[wp-hackers] WP Development & Production Sites
Peter van der Meij
peter at pjvdm.nl
Fri Nov 26 08:37:18 UTC 2010
Everyone keeps talking about a db dump...
My problem with this solution is that is you always have to find/replace all
the url instances in the db.
Because of the slightly stupid way WordPress stores it url's
That's also why a db replication doesn't work!
Met vriendelijke groet,
Peter van der Meij
e: peter at pjvdm.nl
m: +316 302 716 98
-----Original Message-----
From: wp-hackers-bounces at lists.automattic.com
[mailto:wp-hackers-bounces at lists.automattic.com] On Behalf Of Ryan Duff
Sent: donderdag 25 november 2010 2:48
To: wp-hackers at lists.automattic.com
Subject: Re: [wp-hackers] WP Development & Production Sites
WPEngine has a "staging" environment set up for their clients. Don't ask me
how it works but its possible.
http://wpengine.com/features/
Ryan
On 11/24/10 4:50 PM, Vid Luther wrote:
> Jacob,
>
> On Nov 24, 2010, at 3:36 PM, Jacob Santos wrote:
>>
>> The point of Development and Production is to keep them separate and
>> if that is not the case, then you are doing something wrong. The
>> point of development is testing. Once that is achieved, then you move
>> over to production.
>>
>
>
> I think the thing most people want is a simple way to develop/test some
settings of a plugin and then be able to migrate those over to production,
easily.
>
> Sometimes, you want to take a live site and test a plugin with it, so you
want the latest data to go from live to staging/dev.
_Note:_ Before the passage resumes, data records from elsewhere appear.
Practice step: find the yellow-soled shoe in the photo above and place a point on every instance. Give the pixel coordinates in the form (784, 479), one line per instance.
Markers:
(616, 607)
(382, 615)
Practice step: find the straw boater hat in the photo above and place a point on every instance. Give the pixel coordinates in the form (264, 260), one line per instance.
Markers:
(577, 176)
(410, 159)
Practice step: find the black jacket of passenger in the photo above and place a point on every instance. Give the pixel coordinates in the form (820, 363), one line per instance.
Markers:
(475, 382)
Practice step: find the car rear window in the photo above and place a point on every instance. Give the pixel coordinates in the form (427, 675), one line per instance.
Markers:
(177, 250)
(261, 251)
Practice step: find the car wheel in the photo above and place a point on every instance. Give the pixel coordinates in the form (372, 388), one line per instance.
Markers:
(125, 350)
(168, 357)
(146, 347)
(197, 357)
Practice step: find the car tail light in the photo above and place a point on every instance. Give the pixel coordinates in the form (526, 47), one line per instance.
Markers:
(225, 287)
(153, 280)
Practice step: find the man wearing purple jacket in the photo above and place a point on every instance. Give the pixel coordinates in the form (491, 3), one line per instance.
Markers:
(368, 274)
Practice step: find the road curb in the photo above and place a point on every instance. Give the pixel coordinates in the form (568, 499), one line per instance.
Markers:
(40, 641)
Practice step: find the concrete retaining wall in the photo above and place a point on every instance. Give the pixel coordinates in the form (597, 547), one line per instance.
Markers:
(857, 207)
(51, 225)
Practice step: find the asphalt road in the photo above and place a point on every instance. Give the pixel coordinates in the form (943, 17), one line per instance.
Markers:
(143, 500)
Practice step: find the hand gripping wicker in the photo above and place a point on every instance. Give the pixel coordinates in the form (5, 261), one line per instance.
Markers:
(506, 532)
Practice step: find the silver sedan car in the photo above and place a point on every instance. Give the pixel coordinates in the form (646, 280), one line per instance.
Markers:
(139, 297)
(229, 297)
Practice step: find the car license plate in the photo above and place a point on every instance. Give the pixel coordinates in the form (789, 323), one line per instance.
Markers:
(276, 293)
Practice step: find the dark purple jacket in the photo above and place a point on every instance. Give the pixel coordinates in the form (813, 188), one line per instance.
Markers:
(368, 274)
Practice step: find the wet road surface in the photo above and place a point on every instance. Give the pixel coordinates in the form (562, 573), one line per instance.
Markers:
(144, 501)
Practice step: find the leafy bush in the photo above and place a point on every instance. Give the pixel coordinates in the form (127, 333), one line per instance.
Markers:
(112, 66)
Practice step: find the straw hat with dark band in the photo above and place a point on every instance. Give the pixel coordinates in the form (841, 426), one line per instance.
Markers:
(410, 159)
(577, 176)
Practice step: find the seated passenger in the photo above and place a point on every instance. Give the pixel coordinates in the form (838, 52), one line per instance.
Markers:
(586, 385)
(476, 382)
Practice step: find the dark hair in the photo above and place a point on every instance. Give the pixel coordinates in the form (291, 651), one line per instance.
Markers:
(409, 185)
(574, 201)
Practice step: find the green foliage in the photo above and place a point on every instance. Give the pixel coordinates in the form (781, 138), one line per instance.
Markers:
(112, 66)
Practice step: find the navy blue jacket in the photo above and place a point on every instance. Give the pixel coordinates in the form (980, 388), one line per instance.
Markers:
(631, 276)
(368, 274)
> This can and should be done with a simple export -> import, but
> individual plugin settings aren't exported, and sometimes a plugin/widget
that's on the live site is not exported either.
>
> A full blown SQL dump of prod -> stage is the next option, which works,
but by the time you get done testing your new plugin/widget/theme settings
you have new comments on the blog, you have new posts on the blog, and doing
another db dump -> prod is not the ideal situation.
>
> People are just trying to find one simple solution to export those
settings, as opposed to every plugin/theme having it's own export option.
perhaps we just do a mysqldump of the options table? I dunno.
>
>
>
>
>> Jacob Santos
>>
>> On Mon, Nov 22, 2010 at 7:35 PM, William Davis<will.davis at gmail.com>
wrote:
>>
>>> Also, SQL dumps are a pain in the ass. Why have WP-import/export at all?
>>>
>>>
>>> On Nov 22, 2010, at 8:33 PM, Ryan Bilesky wrote:
>>>
>>> that would get everything, even settings from plugins the user may
>>> no
>>>> longer
>>>> have installed.
>>>>
>>>> On Mon, Nov 22, 2010 at 5:28 PM, Andrew Nacin<wp at andrewnacin.com>
wrote:
>>>>
>>>> On Mon, Nov 22, 2010 at 7:41 PM, Ryan Bilesky<rbilesky at gmail.com>
>>>>> wrote:
>>>>>
>>>>> what if there was a plugin that could backup the settings you've
>>>>> set
>>>>>>
>>>>> from
>>>>>
>>>>>> one site (say a dev site) and import them to another site (say
>>>>>> your production site). Now I am not aware of any way currently
>>>>>> to where a plugin can know what settings another plugin makes,
>>>>>> but you could have a txt
>>>>>>
>>>>> file
>>>>>
>>>>>> with a list of option names like
>>>>>>
>>>>>> setting1
>>>>>> setting2
>>>>>> ect
>>>>>>
>>>>>> Go though the db and get_option for each of those, save it out to
>>>>>> a file like
>>>>>>
>>>>>> setting1:value1
>>>>>> setting2:value2
>>>>>> ect
>>>>>>
>>>>>> Import that generated file into the production site that would
>>>>>> step
>>>>>>
>>>>> though
>>>>>
>>>>>> that file line by line and update_option to move all settings
>>>>>> from one
>>>>>>
>>>>> site
>>>>>
>>>>>> to another.
>>>>>>
>>>>>
>>>>>
>>>>> I believe they call that an SQL dump.